Simple Ways To Make The Most Of A Floral Arrangement

Protocol for your bringing your new stems home may seem as simple as finding a vase and pouring some water, but a few more steps can ensure a longer life span of your flowers and make them look better while they grace your halls. If your flowers came with a packet of "flower food," you can certainly add that, but other on-hand ingredients can make a big difference as well.

Reader's Digest suggests pouring soda into the bottom of the vase as a way to spur healthy growth. Apparently, the sugar content acts as nutrients for the stems, helping them stay strong for longer.

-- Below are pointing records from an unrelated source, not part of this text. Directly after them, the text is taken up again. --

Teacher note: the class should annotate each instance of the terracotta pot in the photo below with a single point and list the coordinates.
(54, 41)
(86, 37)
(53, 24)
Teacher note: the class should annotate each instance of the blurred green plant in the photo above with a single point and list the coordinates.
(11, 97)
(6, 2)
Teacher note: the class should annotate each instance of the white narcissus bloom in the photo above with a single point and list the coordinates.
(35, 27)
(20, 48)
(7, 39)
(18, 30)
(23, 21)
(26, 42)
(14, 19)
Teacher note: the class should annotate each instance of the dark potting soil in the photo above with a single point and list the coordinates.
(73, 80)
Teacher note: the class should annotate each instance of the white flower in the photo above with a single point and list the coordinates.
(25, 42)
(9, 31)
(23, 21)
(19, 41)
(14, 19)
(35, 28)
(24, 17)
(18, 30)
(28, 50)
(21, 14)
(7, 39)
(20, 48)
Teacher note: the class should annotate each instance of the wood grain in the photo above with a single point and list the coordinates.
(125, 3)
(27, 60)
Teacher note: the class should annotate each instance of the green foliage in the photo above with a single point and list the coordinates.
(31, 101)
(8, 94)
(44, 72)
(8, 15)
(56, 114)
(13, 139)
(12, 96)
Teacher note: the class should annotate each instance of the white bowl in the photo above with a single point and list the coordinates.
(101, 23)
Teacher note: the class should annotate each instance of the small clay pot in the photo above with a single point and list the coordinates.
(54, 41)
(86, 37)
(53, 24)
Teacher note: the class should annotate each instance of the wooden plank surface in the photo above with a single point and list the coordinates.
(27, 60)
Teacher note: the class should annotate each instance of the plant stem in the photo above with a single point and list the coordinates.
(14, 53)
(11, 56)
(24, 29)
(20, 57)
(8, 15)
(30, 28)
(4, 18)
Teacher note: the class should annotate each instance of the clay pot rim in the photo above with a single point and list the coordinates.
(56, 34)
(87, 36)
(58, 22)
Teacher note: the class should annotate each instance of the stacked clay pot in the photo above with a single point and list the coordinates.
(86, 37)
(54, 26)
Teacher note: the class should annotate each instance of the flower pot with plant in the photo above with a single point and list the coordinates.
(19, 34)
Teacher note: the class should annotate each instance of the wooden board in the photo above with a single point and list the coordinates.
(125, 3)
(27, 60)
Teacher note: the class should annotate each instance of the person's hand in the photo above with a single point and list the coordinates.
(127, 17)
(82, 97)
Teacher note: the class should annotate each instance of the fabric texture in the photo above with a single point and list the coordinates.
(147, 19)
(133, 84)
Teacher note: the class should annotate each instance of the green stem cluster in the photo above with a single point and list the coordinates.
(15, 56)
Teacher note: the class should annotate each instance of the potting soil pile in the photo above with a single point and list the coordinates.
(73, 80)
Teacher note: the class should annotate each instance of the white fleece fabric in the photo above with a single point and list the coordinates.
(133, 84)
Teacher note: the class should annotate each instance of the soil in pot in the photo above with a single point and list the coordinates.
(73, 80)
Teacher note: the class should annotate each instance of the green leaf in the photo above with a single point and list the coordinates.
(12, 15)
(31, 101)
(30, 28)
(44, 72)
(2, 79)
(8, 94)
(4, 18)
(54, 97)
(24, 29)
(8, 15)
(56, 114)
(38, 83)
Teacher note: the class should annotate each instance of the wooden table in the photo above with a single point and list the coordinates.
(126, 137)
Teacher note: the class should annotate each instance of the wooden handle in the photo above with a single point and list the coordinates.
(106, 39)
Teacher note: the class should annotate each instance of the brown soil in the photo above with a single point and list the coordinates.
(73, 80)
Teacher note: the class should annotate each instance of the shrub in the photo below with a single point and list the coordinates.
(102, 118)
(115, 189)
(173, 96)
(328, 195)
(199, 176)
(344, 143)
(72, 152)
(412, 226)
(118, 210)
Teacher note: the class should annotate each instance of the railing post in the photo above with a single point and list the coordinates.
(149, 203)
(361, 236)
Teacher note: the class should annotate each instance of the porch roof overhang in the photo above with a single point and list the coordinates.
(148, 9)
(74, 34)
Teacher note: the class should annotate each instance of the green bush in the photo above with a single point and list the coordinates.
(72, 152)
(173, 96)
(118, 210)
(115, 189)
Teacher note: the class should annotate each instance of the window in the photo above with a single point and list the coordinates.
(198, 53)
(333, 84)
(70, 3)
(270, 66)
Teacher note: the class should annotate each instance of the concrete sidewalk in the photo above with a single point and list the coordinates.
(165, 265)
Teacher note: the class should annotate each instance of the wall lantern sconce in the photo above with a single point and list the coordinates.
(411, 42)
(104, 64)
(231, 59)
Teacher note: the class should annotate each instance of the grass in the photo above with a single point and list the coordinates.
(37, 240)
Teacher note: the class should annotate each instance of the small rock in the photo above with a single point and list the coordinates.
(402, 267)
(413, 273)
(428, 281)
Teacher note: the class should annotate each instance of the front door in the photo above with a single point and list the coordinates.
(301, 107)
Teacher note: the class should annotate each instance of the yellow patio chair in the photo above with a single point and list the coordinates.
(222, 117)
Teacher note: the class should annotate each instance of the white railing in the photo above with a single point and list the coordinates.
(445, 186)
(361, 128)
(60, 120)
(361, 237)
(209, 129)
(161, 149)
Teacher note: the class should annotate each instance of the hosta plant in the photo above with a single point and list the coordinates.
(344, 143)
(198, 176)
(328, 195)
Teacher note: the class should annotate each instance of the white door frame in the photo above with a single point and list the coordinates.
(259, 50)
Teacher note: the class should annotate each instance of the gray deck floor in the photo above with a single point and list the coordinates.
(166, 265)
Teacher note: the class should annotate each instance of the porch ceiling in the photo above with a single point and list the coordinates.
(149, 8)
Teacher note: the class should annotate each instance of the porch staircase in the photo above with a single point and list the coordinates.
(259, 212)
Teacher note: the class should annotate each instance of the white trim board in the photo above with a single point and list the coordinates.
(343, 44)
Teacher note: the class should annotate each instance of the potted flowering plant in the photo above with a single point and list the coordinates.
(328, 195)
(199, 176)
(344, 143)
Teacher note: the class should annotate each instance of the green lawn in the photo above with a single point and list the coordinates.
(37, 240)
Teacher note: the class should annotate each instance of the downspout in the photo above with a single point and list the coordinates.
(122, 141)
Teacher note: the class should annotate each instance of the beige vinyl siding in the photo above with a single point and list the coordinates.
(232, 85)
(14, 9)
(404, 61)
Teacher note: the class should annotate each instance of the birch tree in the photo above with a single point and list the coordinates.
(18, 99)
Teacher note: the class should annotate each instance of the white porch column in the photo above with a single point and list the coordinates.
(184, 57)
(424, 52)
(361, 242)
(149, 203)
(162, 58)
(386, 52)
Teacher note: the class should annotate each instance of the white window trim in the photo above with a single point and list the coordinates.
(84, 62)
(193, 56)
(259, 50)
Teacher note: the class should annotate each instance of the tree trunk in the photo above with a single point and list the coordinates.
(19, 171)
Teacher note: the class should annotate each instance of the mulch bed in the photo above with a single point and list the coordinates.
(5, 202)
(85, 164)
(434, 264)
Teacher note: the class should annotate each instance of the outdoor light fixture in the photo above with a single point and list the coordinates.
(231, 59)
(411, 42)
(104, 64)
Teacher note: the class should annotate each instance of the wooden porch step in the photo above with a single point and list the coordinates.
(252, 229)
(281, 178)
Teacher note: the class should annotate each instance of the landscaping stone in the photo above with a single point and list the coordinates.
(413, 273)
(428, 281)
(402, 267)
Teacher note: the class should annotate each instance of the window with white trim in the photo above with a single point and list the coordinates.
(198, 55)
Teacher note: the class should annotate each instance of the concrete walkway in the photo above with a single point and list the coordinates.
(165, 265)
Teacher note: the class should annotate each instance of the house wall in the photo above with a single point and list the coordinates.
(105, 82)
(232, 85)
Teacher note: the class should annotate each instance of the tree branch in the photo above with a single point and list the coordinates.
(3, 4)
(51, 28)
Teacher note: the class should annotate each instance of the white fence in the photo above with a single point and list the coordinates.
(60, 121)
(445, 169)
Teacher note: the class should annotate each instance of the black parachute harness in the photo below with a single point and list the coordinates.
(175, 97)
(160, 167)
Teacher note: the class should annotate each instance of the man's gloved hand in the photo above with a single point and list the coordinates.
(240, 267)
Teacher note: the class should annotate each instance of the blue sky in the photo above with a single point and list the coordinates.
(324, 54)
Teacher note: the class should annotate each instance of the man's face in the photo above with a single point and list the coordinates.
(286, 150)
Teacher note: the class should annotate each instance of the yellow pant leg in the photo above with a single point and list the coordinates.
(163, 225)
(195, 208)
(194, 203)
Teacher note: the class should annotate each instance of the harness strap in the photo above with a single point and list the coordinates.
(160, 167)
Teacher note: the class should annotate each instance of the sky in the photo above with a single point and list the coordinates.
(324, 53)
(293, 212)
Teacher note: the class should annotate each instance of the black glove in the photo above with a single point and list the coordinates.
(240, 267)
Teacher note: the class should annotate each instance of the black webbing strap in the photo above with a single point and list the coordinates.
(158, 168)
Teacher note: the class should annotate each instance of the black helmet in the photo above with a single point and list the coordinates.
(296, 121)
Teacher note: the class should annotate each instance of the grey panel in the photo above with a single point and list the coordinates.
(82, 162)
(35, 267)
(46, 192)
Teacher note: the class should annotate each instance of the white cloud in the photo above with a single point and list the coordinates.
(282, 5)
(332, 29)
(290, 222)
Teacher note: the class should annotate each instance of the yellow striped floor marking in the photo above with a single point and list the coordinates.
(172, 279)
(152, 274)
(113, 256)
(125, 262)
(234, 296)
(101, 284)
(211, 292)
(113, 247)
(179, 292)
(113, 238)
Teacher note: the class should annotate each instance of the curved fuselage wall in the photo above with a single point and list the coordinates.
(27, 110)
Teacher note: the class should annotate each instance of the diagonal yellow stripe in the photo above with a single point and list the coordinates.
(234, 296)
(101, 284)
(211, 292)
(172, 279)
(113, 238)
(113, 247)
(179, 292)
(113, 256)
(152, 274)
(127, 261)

But, don't dump a whole can in — stick with a fourth of a cup here and there. Clear sodas work best for flowers in transparent vases as well. You can also make a cocktail for your stems by adding a few drops of vodka. Killing off bacteria within the vase, the alcohol helps keep your glassware clean and your flowers fresh. Add a teaspoon of sugar and change the water at least every other day for best results. 

Keeping the water clean is one of the most important components of keeping healthy stems. Instead of filling the vase once and only adding clean water when you notice it getting murky, it's best to stay on top of it by changing every few days. Crushed aspirin, bleach, and apple cider vinegar all work as antibacterial agents that you can add to the water in the meantime, Reader's Digest explains.

Keep the leaves out of the water

Beyond keeping the water fresh with an added household ingredient, it's important to keep the leaves out of the water. Cosmopolitan notes that soggy leaves can spread bacteria in the vase after they rot — leading to that unpleasant smell, murky water, and drooping blossoms. Before you even put your stems into the vase, remove the leaves and cut the bottoms of the flowers. The outlet suggests doing so at a 45-degree angle, about an inch away from the bottom. With an increased surface area, your flowers can absorb more of the water that they need to stay strong.

Now that you've cut them and given them the nutrients they need, you can turn your attention to closed off blossoms. According to Cosmo, you can grab the flowers that have yet to bloom and place them in warm water for one minute before moving them into cold water for 20 minutes. This will help them open fully and stay in bloom in your home!

Finally, grab a penny from your wallet and make a wish while you drop it into your vase. The copper from the coin works to fend off bacteria and fungus from growing within the vessel. The outlet suggests aiming to use a penny minted prior to 1982, when the government started using less of the alloy in the coins. 

While keeping your flowers alive isn't rocket science, there are a few ways to care for your blossoms in a way that supports their longevity — giving you the most of your blooms for longer!